Astor’s campaigns were sometimes made difficult by her own social position, since she wished to be a representative for poor women and children. Astor being part of the aristocracy and involved among the elite meant her own lifestyle was far removed from those she wished to represent. Some people believed she was out of touch and didn’t fully understand the plight of working class families.
Interestingly, Astor was not a direct supporter of women’s causes, making some feminists and women’s rights activists skeptical about how Astor intended to use her political position. She hadn’t been involved with the prominent suffrage movement, despite her dedication to women’s rights. Her lack of involvement with the women’s suffrage movement did have disadvantages for her campaign.
Although her campaigns faced some struggle, Astor’s gender changed the nature of British politics. She was able to give voice to women’s issues which were often ignored in Parliament. Astor offered a different perspective on social issues, making her role a crucial step forward towards political gender equality.
Views of Lady Astor were controversial before she even entered politics. She was previously married while in America, and was a divorcee when she moved over to England. Divorce at the time was rare, and was considered a scandal.
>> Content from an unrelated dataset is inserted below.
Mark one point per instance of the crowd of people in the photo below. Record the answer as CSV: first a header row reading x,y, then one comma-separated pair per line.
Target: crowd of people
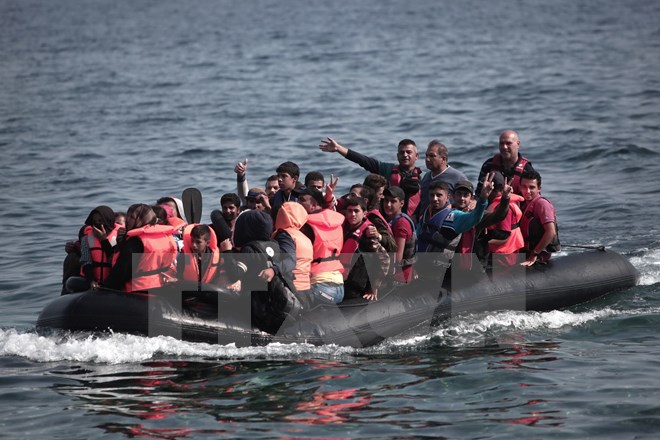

At the start of the 20th century, there was only one divorce for every 450 marriages in the UK, making Astor’s position as American and divorced quite unusual.
In the early 1930s, the actions of her son had a negative effect on her political career. At a time when homosexuality was seen as a criminal offence, her son from her first marriage was arrested in 1931 for engaging in homosexual activity. She also held controversial views, such as a hatred of Catholicism, and her racial views were out of touch with the undergoing cultural change of the time.
Nancy Astor’s Blue Plaque
Despite some controversies, difficulties with her campaigns and significant backlash, Lady Astor will always be remembered as the first female to become an MP. She changed the nature of British politics and used her voice to raise issues regarding women and the underprivileged. Astor is the second woman to have a blue plaque, acting as a tribute to her position as a role model and spokesperson for women who weren’t able to speak out for themselves.
Astor starting her career as the only female MP took courage and bravery, directly influencing parliamentary debate and making her career a significant step towards political equality in Britain. She endured significant hostility and proved that there is a place for women in Parliament.